Mp3 (Lame) Codec

 
Lame is possibly the most advanced and highest quality mp3 encoder there is, continually developed, dMC always ships with the latest version. When converting to Mp3 (Lame) the following option page is shown:

The green bar represents the Bitrate bar, this is the quality of the resulting mp3 file, higher bit rates files are of a higher quality than lower bit rate files. 

Optimum Settings

To quickly set lame to its best - set both Channels and Frequency to [as source] and click Advanced Options, under Presets select one of the Alt presets such as ALT Preset Standard. It is the ALT presets that give the highest quality for file size, there are a variety to choose from to alter the final size and quality. It should be noted, most Alt presets use VBR (see below), your mp3 player (if an older portable) might not like VBR encoded files.

All the Settings

Frequency - number of samples per second to be encoded, [as source] will set the final frequency to the source frequency (44.1KHz for Audio CDs).

Channels 

  • Stereo - two channels of sound, enables instruments to appear separated from one another.
  • Mono a recording with only a single channel of information. A question that is often asked Why is my 128kbps encoded Mono file, not half the size as a 128kbps encoded Stereo file? The answer is simple, to keep the Kbps rate constant, the mono file is encoded at twice the quality rate as the stereo file (Kbps measurement is for the whole recording regardless of the number of channels, so Per Channel Kbps = Kbps / Number of Channels).
  • Joint Stereo - Luckily for compression of Mp3's sound on the left channel is very similar to sound on the right channel, Joint Stereo takes advantage of this similarity to use the savings on the 2nd channel to give higher quality compression.
  • [as source] set the channels to that of the source (2 for Audio CDs), if 2 channels then Joint Stereo is used.

Advanced Options

On the Advanced page lurk options to tweak with the innards of your mp3 files, there is:

Encoding - Mp3 files fall into these distinct categories:

Constant Bit Rate (CBR), a constant bit rate is used throughout the encoding process.

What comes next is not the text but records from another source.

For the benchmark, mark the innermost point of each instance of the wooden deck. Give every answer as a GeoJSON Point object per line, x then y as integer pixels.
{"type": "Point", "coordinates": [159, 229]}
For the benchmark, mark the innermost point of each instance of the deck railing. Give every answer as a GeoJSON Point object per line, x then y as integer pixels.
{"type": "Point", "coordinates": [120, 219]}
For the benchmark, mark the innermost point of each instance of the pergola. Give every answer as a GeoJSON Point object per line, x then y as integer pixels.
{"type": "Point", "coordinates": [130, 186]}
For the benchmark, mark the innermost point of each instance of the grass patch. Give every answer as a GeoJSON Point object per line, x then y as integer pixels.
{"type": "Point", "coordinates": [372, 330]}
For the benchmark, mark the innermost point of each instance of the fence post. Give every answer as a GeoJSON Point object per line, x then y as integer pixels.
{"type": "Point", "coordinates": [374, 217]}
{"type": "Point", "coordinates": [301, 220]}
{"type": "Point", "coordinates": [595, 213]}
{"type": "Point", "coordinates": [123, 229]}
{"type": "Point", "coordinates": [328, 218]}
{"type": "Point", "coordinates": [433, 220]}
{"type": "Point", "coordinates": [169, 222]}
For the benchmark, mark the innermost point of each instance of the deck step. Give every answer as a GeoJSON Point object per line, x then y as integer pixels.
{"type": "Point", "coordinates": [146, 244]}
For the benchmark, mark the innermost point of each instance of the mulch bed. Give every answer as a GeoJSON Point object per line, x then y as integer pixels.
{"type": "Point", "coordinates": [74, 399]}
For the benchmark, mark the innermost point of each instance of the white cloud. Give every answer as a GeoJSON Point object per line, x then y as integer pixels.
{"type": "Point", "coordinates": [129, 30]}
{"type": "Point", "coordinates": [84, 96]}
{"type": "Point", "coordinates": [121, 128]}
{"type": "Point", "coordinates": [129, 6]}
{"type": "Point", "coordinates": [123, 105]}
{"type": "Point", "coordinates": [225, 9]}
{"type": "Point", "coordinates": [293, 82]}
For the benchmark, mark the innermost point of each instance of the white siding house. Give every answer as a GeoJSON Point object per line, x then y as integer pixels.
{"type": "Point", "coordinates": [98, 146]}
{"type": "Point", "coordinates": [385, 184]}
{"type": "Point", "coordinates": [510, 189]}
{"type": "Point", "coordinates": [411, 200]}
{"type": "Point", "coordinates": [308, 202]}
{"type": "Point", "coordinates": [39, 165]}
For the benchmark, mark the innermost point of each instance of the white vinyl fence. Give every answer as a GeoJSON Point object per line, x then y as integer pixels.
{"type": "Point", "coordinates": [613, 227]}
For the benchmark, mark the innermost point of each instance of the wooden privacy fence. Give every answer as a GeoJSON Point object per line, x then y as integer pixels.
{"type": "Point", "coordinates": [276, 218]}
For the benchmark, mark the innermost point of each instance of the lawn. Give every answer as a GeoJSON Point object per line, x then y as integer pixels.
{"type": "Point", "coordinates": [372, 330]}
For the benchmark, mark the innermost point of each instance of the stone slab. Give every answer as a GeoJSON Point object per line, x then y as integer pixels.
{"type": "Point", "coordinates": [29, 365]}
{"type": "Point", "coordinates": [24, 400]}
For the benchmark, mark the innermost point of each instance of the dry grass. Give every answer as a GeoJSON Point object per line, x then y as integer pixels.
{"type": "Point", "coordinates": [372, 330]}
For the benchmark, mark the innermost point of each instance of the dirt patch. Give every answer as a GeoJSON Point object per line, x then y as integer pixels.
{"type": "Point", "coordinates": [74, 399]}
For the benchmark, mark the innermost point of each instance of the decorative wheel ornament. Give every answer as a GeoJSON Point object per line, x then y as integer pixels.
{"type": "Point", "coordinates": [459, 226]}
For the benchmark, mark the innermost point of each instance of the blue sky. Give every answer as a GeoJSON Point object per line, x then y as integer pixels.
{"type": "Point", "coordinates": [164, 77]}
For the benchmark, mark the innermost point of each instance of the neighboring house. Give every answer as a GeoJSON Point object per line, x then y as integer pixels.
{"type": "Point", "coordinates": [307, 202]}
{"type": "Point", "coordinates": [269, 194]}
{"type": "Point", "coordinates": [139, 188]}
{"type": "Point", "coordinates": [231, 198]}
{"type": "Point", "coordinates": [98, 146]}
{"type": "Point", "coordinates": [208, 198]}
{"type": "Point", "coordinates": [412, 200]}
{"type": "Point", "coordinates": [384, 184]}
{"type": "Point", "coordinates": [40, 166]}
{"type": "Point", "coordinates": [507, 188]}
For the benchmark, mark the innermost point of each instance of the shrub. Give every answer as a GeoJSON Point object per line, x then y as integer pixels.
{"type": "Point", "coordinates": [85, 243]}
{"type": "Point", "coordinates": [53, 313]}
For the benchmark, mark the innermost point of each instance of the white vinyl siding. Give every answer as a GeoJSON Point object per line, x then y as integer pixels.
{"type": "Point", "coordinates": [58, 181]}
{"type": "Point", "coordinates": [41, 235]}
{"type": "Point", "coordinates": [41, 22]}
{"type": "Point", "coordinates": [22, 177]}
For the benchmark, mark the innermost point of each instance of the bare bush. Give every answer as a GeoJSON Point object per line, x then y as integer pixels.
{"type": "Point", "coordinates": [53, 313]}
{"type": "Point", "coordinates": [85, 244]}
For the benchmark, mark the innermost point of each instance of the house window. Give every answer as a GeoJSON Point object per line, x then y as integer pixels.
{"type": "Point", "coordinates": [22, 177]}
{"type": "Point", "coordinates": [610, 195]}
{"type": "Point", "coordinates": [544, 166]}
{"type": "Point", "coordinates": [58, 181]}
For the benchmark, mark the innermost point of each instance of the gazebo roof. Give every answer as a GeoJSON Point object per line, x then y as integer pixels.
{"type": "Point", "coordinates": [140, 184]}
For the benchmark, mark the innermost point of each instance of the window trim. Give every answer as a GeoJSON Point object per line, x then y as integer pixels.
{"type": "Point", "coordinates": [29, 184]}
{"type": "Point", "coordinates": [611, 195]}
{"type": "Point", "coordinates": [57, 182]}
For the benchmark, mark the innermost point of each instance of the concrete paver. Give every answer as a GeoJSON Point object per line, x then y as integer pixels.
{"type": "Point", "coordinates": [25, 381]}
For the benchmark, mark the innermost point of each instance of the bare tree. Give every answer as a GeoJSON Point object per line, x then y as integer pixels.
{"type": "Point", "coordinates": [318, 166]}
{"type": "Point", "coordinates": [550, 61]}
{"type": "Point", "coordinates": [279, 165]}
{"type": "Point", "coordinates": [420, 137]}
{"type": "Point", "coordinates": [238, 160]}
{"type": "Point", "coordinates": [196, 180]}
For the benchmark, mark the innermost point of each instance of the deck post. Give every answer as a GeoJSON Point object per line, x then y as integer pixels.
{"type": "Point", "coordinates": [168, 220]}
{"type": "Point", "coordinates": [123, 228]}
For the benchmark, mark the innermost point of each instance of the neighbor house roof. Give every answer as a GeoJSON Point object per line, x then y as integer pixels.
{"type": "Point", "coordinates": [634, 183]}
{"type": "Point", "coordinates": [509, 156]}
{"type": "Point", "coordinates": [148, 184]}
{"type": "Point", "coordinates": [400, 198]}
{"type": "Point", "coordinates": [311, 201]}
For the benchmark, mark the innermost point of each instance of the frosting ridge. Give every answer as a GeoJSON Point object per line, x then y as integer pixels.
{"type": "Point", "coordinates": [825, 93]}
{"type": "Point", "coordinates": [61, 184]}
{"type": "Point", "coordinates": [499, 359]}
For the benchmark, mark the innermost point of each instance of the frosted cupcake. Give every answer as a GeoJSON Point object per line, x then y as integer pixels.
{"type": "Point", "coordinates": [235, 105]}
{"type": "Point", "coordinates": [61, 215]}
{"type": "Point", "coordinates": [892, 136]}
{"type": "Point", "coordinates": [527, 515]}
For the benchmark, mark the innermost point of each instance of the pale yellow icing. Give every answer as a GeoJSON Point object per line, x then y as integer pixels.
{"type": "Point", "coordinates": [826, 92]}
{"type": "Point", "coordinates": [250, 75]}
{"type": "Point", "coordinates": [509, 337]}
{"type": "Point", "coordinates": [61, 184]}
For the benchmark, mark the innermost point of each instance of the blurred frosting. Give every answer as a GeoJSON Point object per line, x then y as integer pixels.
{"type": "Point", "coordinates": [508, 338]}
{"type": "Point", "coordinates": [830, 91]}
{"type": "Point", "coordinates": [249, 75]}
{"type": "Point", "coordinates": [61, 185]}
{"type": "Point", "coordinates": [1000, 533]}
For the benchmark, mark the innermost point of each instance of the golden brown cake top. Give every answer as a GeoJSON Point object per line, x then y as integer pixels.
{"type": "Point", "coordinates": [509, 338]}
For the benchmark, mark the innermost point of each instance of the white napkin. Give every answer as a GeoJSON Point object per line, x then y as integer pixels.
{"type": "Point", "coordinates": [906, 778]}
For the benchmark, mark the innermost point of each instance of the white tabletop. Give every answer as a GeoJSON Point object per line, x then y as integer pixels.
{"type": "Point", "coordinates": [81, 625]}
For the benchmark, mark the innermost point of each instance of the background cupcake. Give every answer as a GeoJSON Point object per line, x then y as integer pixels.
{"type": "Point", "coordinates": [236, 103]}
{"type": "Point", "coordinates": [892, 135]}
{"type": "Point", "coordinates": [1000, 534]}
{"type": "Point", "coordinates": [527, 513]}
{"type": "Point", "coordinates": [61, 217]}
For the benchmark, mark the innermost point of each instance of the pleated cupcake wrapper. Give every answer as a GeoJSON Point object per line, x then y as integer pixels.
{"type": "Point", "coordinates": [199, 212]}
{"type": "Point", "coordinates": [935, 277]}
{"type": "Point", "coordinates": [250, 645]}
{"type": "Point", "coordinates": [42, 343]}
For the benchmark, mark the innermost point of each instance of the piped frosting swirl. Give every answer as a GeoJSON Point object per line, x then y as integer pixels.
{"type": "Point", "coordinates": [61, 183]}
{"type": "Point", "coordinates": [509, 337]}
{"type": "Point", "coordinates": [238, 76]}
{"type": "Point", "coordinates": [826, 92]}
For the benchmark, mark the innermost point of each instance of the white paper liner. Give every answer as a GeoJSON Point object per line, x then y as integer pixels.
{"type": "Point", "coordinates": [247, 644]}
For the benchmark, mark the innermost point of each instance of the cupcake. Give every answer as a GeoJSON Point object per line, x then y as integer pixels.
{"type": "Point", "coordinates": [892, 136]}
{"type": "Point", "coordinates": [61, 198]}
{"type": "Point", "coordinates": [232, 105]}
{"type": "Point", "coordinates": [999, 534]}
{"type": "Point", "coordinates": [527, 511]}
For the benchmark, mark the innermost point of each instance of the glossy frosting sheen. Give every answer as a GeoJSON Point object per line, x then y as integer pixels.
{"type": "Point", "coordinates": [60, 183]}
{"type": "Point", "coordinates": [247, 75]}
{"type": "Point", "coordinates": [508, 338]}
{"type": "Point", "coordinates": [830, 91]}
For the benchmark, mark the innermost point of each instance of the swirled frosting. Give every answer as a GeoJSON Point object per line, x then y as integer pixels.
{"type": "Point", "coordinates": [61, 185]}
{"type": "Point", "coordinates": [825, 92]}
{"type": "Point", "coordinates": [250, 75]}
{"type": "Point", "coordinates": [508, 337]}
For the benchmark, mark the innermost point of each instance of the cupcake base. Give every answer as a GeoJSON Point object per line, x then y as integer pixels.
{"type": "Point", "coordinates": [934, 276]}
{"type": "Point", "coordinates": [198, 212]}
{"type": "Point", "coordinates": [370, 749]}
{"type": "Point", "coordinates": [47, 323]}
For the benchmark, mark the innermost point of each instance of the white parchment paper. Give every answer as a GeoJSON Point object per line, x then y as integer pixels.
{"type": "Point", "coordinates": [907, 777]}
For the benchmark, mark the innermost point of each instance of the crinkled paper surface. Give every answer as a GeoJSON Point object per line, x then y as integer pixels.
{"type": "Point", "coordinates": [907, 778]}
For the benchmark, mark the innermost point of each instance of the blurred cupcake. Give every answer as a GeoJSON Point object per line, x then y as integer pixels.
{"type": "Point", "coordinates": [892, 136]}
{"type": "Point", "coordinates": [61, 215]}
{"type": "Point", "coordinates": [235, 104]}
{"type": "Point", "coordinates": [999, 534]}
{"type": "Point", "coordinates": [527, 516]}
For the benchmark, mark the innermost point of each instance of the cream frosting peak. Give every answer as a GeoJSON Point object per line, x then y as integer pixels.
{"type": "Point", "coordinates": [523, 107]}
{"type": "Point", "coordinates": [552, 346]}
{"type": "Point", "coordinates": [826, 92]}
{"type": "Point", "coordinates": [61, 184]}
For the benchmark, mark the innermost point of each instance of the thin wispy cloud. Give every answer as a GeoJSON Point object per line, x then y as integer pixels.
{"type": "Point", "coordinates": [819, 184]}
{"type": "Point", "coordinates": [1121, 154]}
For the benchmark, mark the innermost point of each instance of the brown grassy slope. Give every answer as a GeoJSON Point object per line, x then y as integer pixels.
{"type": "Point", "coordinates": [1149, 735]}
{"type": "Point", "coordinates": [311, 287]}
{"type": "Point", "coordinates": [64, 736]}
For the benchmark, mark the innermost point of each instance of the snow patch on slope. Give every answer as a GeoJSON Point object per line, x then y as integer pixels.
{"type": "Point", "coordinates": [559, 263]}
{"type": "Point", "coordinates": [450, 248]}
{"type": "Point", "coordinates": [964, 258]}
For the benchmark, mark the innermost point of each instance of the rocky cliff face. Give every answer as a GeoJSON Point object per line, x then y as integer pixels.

Variable Bit Rate (VBR). Mp3 files are made up from 100's of small audio chunks, called frames. Whilst encoding a VBR file, the encoder decides which bit rate to use for each frame. Bit rates can drop down to lower value when it is warranted (if there is not much sound going on), and switch up to a higher bit rate when required. VBR files are great when a compromise between file size, and quality has to be made. VBR Options - a Minimum Bit Rate and a Maximum Bit Rate are specified by clicking the left and right mouse buttons on the green bit scale. Next to 'Variable Bit Rate' is Quality 'Low ---- High' this controls the quality factor for VBR.

Average Bit Rate a little like VBR except with VBR the end file size is not known (could be small, could be big), ABR is VBR with known end file size, it works by regulating how variable the compression is, so at the end of the compressing the average is exactly the value specified.

Preset Quality there exist nice people out there who have done all the work in determining settings for various qualities, be aware though many of these presets over-ride certain other settings, so don't be surprised if you cannot alter say frequency after setting a preset.

Set Bits

Copy write marks the mp3 file as containing copywrite material.
Original marks the mp3 file as an original file (not a copy).
Private - the mp3 is private.

Write CRC Checksums will add a little checksum code to each frame of your Mp3 file, so the decoder can tell if it has become corrupted.